This is the repo for the paper "Improving the Accuracy-Memory Trade-Off of Random Forests Via Leaf-Refinement".

Overview

Improving the Accuracy-Memory Trade-Off of Random Forests Via Leaf-Refinement

This is the repository for the paper "Improving the Accuracy-Memory Trade-Off of Random Forests Via Leaf-Refinement". The repository is structured as the following:

  • PyPruning: This repository contains the implementations for all pruning algorithms and can be installed as a regular python package and used in other projects. For more information have a look at the Readme file in PyPruning/Readme.md and its documentation in PyPruning/docs.
  • experiment_runner: This is a simple package / script which can be used to run multiple experiments in parallel on the same machine or distributed across many different machines. It can also be installed as a regular python package and used for other projects. For more information have a look at the Readme file in experiment_runner/Readme.md.
  • {adult, bank, connect, ..., wine-quality}: Each folder contains an script init.sh which downloads the necessary files and performs pre-processing if necessary (e.g. extract archives etc.).
  • init_all.sh: Iterates over all datasets and calls the respective init.sh files. Depending on your internet connection this may take some time
  • environment.yml: Anaconda environment file which contains all dependencies. For more details see below
  • LeafRefinement.py: This is the implementation of the LeafRefinement method. We initially implemented a more complex method which uses Proximal Gradient Descent to simultaneously learn the weights and refine leaf nodes. During our experiments we discovered that leaf-refinement in iteself was enough and much simpler. We kept our old code, but implemented the LeafRefinement.py class for easier usage.
  • run.py: The script which executes the experiments. For more details see the examples below.
  • plot_results.py: The script is used explore and display results. It also creates the plots for the paper.

Getting everything ready

This git repository contains two submodules PyPruning and experiment_runner which need to be cloned first.
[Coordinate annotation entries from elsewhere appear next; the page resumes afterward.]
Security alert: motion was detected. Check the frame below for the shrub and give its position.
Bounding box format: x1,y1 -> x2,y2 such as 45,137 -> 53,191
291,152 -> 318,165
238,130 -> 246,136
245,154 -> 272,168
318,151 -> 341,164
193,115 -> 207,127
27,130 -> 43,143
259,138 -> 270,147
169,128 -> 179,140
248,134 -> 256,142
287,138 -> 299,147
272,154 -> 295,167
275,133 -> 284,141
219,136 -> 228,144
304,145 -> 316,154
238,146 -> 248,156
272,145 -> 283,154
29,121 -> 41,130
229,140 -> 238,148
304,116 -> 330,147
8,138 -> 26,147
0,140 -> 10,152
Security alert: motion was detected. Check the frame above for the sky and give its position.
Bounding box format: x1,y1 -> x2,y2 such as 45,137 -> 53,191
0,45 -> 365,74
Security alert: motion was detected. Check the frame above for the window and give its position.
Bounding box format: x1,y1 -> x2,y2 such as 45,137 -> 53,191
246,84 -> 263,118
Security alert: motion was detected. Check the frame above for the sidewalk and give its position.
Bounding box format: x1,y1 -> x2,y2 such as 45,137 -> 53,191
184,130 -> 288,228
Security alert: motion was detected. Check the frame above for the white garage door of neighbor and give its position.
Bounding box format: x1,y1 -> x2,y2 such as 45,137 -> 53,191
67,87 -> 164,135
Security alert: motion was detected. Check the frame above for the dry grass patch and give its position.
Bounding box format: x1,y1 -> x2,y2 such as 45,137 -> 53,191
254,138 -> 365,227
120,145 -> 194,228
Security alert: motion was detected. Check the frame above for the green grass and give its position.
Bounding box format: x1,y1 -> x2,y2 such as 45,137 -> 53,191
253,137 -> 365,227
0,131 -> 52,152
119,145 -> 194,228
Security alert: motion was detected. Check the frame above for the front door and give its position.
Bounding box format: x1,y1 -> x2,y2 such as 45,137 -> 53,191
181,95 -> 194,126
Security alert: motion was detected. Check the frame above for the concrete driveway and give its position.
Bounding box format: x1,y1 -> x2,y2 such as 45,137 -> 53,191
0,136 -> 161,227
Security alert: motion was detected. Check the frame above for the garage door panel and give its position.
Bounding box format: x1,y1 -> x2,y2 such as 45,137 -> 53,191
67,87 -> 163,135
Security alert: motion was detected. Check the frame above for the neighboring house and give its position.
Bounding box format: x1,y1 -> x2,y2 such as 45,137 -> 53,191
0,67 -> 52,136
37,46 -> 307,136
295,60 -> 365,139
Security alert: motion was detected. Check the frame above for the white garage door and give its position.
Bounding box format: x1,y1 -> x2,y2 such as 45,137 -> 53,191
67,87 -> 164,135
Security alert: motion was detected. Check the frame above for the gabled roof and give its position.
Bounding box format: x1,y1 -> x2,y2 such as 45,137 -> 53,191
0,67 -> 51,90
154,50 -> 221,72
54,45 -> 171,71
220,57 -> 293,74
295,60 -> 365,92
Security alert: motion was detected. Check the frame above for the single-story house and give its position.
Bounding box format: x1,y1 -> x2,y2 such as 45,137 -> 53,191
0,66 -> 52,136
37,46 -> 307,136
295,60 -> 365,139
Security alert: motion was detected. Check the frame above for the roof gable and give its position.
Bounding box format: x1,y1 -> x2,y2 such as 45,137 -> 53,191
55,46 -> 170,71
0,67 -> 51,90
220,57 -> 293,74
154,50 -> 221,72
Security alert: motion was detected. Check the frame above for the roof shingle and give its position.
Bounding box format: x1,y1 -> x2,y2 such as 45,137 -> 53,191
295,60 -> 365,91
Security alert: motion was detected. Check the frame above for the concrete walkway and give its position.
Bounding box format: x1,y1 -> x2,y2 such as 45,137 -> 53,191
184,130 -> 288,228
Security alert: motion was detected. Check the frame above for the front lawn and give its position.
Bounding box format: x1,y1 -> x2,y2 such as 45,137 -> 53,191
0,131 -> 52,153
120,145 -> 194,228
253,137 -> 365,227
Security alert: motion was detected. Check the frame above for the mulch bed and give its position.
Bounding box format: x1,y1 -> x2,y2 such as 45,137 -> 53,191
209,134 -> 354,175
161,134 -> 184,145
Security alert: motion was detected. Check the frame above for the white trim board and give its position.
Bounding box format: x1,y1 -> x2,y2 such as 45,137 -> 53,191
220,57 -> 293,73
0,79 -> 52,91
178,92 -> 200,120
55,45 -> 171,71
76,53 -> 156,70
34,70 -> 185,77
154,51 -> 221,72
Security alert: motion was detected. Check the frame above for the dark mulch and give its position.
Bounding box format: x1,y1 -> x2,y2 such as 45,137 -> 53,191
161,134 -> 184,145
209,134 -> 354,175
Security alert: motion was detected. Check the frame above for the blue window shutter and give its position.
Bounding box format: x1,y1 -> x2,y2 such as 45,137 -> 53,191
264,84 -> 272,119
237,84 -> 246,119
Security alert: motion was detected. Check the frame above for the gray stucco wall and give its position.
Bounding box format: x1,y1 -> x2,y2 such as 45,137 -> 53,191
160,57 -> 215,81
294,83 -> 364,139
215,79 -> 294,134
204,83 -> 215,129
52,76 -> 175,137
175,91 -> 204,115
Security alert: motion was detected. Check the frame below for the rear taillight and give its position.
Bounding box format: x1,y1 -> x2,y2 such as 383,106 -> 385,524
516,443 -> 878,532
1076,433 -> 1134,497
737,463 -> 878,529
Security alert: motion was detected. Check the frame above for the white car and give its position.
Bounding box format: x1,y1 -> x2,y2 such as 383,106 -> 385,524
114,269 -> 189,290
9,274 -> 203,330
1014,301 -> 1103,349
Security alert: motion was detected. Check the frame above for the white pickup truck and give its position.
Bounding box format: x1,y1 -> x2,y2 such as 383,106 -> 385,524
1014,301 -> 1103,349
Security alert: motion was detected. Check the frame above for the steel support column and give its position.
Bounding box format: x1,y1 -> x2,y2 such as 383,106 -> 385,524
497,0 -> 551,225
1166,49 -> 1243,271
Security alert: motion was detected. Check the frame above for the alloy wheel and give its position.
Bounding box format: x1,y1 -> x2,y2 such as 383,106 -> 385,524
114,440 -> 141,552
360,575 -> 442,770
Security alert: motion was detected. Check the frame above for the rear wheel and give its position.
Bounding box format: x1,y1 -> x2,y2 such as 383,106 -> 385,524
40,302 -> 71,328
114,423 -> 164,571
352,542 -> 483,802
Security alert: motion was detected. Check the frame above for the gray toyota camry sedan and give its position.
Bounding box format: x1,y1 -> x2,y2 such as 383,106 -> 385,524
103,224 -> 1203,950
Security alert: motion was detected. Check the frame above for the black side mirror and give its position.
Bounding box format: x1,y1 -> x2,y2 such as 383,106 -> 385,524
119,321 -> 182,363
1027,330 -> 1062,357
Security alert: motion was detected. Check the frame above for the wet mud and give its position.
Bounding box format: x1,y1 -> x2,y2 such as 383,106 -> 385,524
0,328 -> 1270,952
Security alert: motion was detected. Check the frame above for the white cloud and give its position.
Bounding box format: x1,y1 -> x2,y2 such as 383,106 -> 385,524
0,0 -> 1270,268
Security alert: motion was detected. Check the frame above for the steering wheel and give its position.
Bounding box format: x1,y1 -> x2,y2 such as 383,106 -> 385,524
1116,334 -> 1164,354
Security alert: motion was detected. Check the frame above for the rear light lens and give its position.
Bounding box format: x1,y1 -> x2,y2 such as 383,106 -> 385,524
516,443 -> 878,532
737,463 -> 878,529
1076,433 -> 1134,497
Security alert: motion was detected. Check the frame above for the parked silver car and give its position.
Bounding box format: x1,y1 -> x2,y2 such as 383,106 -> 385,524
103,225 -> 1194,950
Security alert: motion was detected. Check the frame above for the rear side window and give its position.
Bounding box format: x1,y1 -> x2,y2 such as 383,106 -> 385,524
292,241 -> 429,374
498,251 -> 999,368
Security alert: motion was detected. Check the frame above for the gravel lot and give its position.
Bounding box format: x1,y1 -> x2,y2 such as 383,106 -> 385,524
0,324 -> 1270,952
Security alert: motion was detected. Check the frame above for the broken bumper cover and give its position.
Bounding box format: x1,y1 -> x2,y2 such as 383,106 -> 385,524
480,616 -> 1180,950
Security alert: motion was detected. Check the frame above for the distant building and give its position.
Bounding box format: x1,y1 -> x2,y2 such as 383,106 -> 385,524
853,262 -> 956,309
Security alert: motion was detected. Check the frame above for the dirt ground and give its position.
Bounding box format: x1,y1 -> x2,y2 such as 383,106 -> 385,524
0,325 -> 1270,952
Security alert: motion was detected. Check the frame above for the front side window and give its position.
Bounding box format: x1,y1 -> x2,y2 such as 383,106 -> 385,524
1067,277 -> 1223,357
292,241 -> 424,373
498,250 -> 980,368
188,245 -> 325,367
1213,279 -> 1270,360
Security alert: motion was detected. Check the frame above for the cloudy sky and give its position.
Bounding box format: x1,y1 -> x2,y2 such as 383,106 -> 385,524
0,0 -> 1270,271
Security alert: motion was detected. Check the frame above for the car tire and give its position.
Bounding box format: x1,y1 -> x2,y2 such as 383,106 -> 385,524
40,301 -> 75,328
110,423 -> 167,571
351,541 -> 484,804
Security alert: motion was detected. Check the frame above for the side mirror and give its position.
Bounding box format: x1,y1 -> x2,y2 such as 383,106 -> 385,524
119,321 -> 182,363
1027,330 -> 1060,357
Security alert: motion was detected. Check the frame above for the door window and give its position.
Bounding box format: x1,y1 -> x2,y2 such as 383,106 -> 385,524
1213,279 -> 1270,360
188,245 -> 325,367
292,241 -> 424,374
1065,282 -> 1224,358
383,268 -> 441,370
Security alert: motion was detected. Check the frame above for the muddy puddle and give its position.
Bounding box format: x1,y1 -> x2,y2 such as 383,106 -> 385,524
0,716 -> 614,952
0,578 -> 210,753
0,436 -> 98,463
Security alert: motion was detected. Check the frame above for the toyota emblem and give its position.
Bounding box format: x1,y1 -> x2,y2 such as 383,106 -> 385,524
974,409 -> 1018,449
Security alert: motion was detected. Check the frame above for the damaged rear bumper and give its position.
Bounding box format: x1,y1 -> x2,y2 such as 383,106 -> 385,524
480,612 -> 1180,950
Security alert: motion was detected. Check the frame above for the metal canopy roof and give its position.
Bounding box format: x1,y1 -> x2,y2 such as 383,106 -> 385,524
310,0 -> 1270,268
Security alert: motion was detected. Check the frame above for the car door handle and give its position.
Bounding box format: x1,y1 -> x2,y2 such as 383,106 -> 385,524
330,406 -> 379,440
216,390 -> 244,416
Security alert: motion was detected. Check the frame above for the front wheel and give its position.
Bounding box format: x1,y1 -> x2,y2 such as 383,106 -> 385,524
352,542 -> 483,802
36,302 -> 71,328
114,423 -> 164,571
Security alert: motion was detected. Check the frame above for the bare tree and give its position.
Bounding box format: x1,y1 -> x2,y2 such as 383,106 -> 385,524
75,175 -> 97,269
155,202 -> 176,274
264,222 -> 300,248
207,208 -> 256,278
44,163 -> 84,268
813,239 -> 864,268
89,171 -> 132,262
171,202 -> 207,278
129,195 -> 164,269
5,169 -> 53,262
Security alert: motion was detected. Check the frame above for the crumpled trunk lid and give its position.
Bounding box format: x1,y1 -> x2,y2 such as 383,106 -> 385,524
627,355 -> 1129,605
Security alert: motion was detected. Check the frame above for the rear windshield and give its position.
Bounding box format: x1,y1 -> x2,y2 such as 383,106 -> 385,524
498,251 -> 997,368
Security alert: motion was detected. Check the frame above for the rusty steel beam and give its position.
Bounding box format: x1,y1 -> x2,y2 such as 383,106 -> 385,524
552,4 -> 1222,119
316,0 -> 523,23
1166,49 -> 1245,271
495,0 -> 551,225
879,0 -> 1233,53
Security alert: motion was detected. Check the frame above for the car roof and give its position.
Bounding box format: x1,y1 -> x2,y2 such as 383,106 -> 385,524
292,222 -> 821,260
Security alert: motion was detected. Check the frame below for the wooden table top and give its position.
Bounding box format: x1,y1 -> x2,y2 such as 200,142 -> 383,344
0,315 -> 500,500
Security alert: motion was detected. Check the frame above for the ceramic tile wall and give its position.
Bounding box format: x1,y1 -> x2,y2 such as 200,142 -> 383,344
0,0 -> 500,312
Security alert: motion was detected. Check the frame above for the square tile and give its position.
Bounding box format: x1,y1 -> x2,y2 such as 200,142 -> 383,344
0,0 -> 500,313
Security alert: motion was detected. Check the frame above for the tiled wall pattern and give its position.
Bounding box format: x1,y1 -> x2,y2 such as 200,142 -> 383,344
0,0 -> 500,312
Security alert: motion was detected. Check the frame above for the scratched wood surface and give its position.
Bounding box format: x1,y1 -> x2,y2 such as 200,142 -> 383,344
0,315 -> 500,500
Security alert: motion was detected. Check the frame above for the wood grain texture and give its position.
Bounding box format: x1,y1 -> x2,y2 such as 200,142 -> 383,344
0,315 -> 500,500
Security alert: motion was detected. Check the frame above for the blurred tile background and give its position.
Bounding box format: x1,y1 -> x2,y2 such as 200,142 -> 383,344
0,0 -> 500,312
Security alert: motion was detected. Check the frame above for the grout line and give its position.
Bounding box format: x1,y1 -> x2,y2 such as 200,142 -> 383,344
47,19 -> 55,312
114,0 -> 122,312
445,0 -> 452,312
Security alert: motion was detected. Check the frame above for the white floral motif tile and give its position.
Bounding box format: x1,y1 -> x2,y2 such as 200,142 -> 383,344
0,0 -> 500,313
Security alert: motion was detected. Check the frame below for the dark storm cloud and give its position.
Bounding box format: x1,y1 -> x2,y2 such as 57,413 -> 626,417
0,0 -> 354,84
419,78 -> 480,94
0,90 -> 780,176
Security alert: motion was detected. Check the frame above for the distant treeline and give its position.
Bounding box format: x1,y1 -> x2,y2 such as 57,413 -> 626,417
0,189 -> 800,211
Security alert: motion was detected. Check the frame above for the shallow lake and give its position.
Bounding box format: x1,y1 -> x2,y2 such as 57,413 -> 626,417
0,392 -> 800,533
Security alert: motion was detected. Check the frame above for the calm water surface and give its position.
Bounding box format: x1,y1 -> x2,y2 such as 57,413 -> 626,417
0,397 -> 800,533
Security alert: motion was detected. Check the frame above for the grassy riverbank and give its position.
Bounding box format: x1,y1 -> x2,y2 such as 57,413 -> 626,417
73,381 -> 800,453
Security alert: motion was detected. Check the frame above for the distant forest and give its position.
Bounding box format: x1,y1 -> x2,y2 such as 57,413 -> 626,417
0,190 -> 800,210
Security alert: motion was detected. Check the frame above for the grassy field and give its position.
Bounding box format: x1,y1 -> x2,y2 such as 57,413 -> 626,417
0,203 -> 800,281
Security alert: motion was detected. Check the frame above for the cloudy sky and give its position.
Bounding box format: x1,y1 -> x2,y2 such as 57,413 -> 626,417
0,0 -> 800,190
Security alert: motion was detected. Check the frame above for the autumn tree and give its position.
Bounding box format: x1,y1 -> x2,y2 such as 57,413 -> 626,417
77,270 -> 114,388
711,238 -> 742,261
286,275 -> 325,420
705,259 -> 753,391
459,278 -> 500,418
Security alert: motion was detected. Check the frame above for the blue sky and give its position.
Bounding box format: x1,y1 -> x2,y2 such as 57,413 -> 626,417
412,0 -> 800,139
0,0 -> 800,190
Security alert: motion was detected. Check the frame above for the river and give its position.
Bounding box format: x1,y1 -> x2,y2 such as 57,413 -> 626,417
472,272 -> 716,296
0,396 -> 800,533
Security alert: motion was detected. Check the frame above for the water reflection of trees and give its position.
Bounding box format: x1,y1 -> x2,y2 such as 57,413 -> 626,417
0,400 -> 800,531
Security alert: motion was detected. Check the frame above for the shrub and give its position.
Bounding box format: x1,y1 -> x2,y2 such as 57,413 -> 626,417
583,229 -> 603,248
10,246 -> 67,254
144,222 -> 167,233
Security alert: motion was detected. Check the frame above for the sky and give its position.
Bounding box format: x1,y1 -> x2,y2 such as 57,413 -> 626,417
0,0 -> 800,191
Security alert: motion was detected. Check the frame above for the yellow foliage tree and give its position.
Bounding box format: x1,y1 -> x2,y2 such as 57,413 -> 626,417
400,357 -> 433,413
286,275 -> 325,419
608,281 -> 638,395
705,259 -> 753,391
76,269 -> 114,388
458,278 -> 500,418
git clone --recurse-submodules [email protected]:sbuschjaeger/leaf-refinement-experiments.git

After the code has been obtained you need to install all dependencies. If you use Anaconda you can simply call

conda env create -f environment.yml

to prepare and activate the environment LR. After that you can install the python packages PyPruning and experiment_runner via pip:

pip install -e file:PyPruning
pip install -e file:experiment_runner

and finally activate the environment with

conda activate LR

Last you will need to get some data. If you are interested in a specific dataset you can use the accompanying init.sh script via

cd `${Dataset}`
./init.sh

or if you want to download all datasets use

./init_all.sh

Depending on your internet connection this may take some time.

Running experiments

If everything worked as expected you should now be able to run the run.py script to prune some ensembles. This script has a decent amount of parameters. See further below for an minimal working example.

  • n_jobs: Number of jobs / threads used for multiprocessing
  • base: Base learner used for experiments. Can be {RandomForestClassifier, ExtraTreesClassifier, BaggingClassifier, HeterogenousForest}. Can be a list of arguments for multiple experiments.
  • nl: Maximum number of leaf nodes (corresponds to scikit-learns max_leaf_nodes parameter)
  • dataset: Dataset used for experiment. Can be a list of arguments for multiple experiments.
  • n_estimators: Number of estimators trained for the base learner.
  • n_prune: Size of the pruned ensemble. Can be a list of arguments for multiple experiments.
  • xval: Number of cross validation runs (default is 5)
  • use_prune: If set then the script uses a train / prune / test split. If not set then the training data is also used for pruning.
  • timeout: Maximum number of seconds per run. If the runtime exceeds the provided value, stop execution (default is 5400 seconds)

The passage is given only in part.